Monday, January 28, 2008

LINQ To SQL Performance

In the interest of full disclosure, I must say that I like LINQ. I think the declarative approach to data manipulation is just wonderful! It makes code much cleaner and code maintenance much easier. There is an overhead, of course, but with LINQ to Objects all calls are in-process, so it's still going to be fast.

When it comes to LINQ to SQL, though, the game changes somewhat: not only database access is out-of-process, it is also notoriously tricky. Poorly designed queries can take minutes instead of seconds and drain server resources, so it is very important to know what T-SQL is being generated for a given LINQ query. But that is a topic for another post...

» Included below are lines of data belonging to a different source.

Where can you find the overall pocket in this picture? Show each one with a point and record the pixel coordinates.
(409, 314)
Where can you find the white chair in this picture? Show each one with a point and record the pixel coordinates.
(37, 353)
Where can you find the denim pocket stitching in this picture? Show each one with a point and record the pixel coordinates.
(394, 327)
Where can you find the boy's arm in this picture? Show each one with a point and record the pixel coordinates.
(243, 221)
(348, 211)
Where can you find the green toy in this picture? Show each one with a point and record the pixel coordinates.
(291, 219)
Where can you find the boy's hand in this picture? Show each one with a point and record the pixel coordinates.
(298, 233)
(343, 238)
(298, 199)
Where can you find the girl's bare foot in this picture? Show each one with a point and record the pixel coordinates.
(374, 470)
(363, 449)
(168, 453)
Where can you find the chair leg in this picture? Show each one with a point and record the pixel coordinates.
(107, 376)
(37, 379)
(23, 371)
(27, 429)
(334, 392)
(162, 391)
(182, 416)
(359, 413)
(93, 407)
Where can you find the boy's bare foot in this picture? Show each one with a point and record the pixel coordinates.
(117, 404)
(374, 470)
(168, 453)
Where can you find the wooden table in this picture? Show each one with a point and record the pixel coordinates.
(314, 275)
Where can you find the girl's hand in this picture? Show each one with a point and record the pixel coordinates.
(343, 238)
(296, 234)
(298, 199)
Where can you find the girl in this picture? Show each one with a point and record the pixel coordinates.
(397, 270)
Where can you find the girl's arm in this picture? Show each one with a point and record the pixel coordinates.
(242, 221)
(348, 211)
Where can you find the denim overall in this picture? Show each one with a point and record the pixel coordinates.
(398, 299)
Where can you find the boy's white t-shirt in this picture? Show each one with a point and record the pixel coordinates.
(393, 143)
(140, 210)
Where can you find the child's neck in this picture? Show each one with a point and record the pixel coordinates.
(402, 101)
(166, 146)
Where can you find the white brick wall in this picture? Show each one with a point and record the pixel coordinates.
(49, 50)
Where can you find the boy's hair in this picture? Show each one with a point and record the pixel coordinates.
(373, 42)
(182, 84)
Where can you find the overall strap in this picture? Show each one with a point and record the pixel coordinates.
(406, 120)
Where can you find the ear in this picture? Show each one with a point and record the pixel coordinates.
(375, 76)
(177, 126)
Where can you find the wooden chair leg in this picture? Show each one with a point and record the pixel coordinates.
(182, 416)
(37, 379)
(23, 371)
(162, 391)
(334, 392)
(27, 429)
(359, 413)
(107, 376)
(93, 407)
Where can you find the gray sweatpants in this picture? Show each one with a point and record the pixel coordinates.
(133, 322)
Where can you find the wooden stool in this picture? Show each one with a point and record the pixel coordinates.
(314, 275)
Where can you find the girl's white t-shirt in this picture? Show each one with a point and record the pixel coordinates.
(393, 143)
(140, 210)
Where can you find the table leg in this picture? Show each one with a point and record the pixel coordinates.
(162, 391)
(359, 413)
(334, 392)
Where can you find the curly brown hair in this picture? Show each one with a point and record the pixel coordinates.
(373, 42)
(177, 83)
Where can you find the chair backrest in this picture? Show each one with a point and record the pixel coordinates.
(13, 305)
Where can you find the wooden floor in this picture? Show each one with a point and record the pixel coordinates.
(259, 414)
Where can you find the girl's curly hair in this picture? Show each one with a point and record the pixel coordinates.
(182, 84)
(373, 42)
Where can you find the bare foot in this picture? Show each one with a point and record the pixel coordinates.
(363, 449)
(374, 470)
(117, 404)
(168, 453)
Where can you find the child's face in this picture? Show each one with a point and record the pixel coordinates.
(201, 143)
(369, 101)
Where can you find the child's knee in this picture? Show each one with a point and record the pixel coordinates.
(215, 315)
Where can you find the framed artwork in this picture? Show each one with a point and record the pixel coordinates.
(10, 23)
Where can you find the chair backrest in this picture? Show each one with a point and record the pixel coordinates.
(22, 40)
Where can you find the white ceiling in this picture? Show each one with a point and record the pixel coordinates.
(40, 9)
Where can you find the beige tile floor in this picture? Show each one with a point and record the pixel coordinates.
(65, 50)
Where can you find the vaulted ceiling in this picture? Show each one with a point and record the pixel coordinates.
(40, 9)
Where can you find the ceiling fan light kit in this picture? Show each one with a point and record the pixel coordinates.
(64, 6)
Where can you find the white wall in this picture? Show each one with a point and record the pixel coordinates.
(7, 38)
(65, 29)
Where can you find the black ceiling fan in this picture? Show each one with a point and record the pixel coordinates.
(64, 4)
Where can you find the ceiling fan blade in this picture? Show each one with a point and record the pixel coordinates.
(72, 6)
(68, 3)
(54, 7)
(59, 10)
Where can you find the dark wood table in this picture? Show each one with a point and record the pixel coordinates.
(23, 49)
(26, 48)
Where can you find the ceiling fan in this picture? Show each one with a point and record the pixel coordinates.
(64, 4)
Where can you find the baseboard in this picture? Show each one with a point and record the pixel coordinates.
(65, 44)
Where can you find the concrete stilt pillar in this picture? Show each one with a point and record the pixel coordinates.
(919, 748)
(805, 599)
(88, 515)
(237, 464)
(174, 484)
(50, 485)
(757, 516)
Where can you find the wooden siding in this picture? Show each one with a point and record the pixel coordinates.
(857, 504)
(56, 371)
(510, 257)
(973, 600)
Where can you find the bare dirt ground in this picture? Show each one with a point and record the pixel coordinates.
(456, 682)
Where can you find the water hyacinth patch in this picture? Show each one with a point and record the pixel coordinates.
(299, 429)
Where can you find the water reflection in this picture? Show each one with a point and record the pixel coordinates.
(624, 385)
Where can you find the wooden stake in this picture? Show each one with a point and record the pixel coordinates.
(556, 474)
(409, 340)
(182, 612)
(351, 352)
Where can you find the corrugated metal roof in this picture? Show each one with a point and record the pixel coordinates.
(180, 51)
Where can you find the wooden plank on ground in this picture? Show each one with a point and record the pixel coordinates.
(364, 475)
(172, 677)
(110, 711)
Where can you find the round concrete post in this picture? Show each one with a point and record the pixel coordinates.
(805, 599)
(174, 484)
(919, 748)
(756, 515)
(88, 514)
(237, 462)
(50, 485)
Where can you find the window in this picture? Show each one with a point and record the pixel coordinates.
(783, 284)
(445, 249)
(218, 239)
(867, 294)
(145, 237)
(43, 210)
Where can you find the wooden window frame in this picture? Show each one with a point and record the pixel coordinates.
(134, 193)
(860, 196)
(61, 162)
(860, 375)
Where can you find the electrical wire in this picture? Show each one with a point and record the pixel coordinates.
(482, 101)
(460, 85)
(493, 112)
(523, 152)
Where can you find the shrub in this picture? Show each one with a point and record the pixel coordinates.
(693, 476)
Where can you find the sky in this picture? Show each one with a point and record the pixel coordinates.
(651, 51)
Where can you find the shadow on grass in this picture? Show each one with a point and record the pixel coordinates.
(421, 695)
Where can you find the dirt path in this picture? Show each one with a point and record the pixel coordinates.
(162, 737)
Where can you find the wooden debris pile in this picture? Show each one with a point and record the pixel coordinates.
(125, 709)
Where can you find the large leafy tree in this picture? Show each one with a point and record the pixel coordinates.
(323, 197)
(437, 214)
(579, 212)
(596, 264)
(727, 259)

What I really wanted to know is - all other things being equal - how much performance overhead does LINQ to SQL add on top of ADO.NET. So, I built my test harness around one simple query against Northwind database:

SELECT [t0].[OrderID], [t0].[OrderDate], [t0].[CustomerID], [t1].[CompanyName], (
SELECT COUNT(*)
FROM [dbo].[Order Details] AS [t2]
WHERE [t0].[OrderID] = [t2].[OrderID]
) AS [ProdCount]
FROM [dbo].[Orders] AS [t0]
INNER JOIN [dbo].[Customers] AS [t1] ON [t0].[CustomerID] = [t1].[CustomerID]
WHERE [t0].[OrderID] = @OrderID

Basically, for a given order ID, we are retrieving a single row with information from order, customer, and order details tables:

OrderID OrderDate CustomerID CompanyName ProdCount
----------- ----------------------- ---------- ---------------------------------------- -----------
10248 1996-07-04 00:00:00.000 VINET Vins et alcools Chevalier 3

(1 row(s) affected)

In order to get measurable results, I wanted to run this query for every one of 830 orders (independently, to simulate a multi-user application). For benchmarking, I used three alternative approaches: dynamic SQL, dynamic SQL with parameters, and stored procedure. Because SQL Server caches query execution plans, I restarted it before switching to a different approach.

Dynamic SQL

In the method below, I am concatenating order ID value to the end of the WHERE clause. This technique is known to have poor performance, because SQL Server doesn't realize we are using the same query and will have to compile it every time. Indeed, the initial run took approximately 4100 ms on my laptop. SQL Server caches query plans, though, so subsequent executions of the test yielded a much better result of roughly 200 ms.
private TimeSpan RunADOTest()
{
using (SqlConnection conn = new SqlConnection(ConfigurationManager.ConnectionStrings["Northwind"].ConnectionString))
{
conn.Open();
SqlCommand cmd = conn.CreateCommand();
cmd.CommandType = CommandType.Text;
DateTime dtStart = DateTime.Now;
for (int orderId = 10248; orderId < 11078; orderId++)
{
cmd.CommandText = @"SELECT [t0].[OrderID], [t0].[OrderDate], ...
WHERE [t0].[OrderID] = " + orderId.ToString();
SqlDataReader dr = cmd.ExecuteReader();
dr.Close();
}
return DateTime.Now.Subtract(dtStart);
}
}

Parameterized Dynamic SQL

The only difference from previous method was that query WHERE clause changed to "WHERE [t0].[OrderID] = @OrderID". I also added these lines before calling cmd.ExecuteReader():

cmd.Parameters.Clear();
cmd.Parameters.Add(new SqlParameter("@OrderID", orderId));

As expected, performance has improved. After SQL Server restart, the method completed in 460 ms, and subsequent executions were around 190 ms. It's also important to realize that SQL Server has cached only one query plan and not 830 as in the previous example.

Stored Procedure

Ever since Microsoft added query plan caching for dynamic queries in SQL Server 2000, there really is no performance difference between stored procedure and a parameterized dynamic query. Of course, there are many good reasons for writing stored procedures (greater security, better code reuse, smaller network traffic).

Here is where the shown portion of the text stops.